Le tabac procure un bonheur passager; même chose pour les boissons sucrées. En effet, qui n’a pas pris plaisir un jour à savourer un coca-cola bien glacé? En définitive, la taxation aura provoqué à l’égard du tabagisme une évolution des mentalités qui a incité de plus en plus de personnes, en particulier celles qui avaient des moyens et des ressources à leur disposition, à se départir de cette habitude ou à ne pas l’adopter.
En réalité, les politiques sur le tabagisme, dont la taxation, ont vraisemblablement eu pour effet d’élargir le fossé en matière de santé. Les maladies associées au tabac – cancer du poumon, bronchopneumopathie chronique obstructive, diabète et maladies cardiovasculaires – affectent un nombre disproportionné d’individus à faible revenu. S’appuyant sur les données sur la mortalité tirées du Recensement du Canada, des chercheurs ont affirmé récemment que les décès associés à ces maladies étaient beaucoup plus nombreux chez les groupes de statut socioéconomique peu élevé et à faible degré de scolarité que les autres.
Revenons maintenant à cette idée d’une taxe sur les boissons gazeuses. Le fait de taxer des boissons édulcorées permettra-t-il de réduire l’obésité dans notre pays?
Je prédis que pareille taxe, si elle venait à être adoptée, amènera à l’égard des boissons sucrées un changement des mentalités semblable à celui qui s’est produit dans le cas du tabagisme. Ainsi, les groupes qui ont des ressources, du soutien et une certaine éducation auront tous les moyens à leur disposition pour se renseigner, acheter des produits sains et les préparer et se préoccuper abondamment de la question. Quant aux groupes de statut socioéconomique peu élevé, dont quatre millions de personnes souffrant d’insécurité alimentaire, ils continueront à chercher des denrées abordables, ainsi qu’un foyer où les préparer.
À l’instar des taxes sur le tabac, une taxe sur les boissons gazeuses viserait ultimement à améliorer les résultats en matière de santé. Or nous savons déjà que le fardeau de l’obésité, du diabète et des maladies cardiovasculaires est plus lourd chez les groupes au bas de l’échelle socioéconomique.
En d’autres termes, il est probable qu’une taxe sur les boissons gazeuses, si elle échoue à modifier les comportements chez les groupes à faible revenu, n’entraîne à elle seule qu’une très légère amélioration de l’état de santé. Malheureusement, il n’existe absolument aucune donnée de recherche pour démontrer le contraire. Et tant qu’il n’y en aura pas, nous devrions nous abstenir d’instaurer cette taxe.
Dans ce cas, que faire? Les programmes destinés à améliorer le mode de vie et, en dernière analyse, la santé publique devraient se concentrer sur l’insécurité alimentaire. D’ailleurs, des données récentes confirment que ce problème entraîne des coûts de santé beaucoup plus élevés que le surpoids et l’obésité.

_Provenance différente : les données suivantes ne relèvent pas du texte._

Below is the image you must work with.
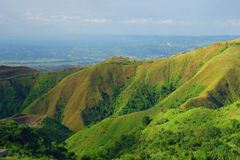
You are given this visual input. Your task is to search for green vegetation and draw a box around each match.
[36,118,73,143]
[0,122,75,160]
[119,84,159,115]
[0,38,240,160]
[67,102,240,160]
[0,76,34,118]
[0,70,79,118]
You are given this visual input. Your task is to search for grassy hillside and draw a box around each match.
[26,58,137,130]
[0,67,77,118]
[67,102,240,159]
[25,40,240,131]
[0,40,240,160]
[67,40,240,159]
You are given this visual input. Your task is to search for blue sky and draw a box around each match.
[0,0,240,38]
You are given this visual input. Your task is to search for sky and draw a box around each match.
[0,0,240,39]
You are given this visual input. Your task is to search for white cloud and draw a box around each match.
[223,19,240,27]
[25,12,51,22]
[159,19,176,25]
[24,12,112,24]
[123,18,154,24]
[82,18,112,24]
[122,18,177,25]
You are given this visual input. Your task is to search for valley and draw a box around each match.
[0,39,240,160]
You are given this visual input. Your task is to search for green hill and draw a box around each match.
[64,40,240,159]
[25,41,240,131]
[0,66,78,118]
[0,40,240,160]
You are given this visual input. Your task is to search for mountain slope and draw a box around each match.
[26,58,136,130]
[66,40,240,159]
[25,40,240,131]
[0,67,78,118]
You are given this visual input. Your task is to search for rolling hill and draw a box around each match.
[0,40,240,159]
[25,40,240,131]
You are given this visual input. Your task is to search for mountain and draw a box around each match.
[66,40,240,159]
[24,40,240,131]
[0,66,78,118]
[0,39,240,159]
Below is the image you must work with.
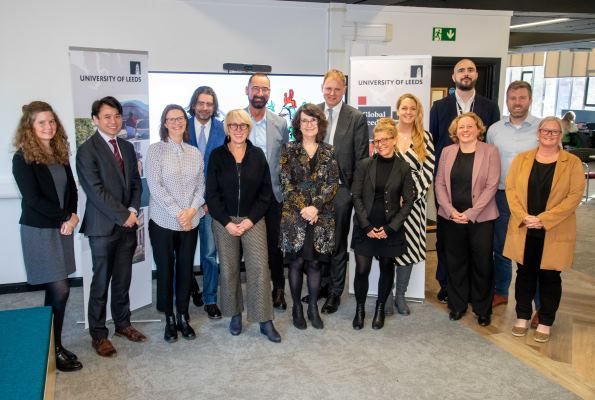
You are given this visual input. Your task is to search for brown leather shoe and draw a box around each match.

Il nous faut chercher des solutions avantageuses pour les groupes à faible revenu et marginalisés. Ces derniers doivent contribuer à leur élaboration et le gouvernement et l’industrie y participer. Toute solution doit également reposer sur des données probantes : à égard, le Québec fait figure de pionnier en matière de lutte contre l’obésité avec sa loi interdisant sur la publicité destinée aux enfants. Si nous savons que cette mesure fonctionne, pourquoi alors ne pas l’étendre à d’autres provinces? L’imposition d’une taxe sur les boissons gazeuses peut sembler un moyen expéditif de s’attaquer au problème, mais il s’agit davantage d’une mesure de fortune que d’une véritable solution.
Natalie Riediger est conseillère auprès du site EvidenceNetwork.ca et professeure adjointe aux départements des sciences de la santé communautaire et des sciences de la nutrition humaine de l’Université du Manitoba, ainsi qu’au Manitoba First Nations Centre for Aboriginal Health Research du même établissement.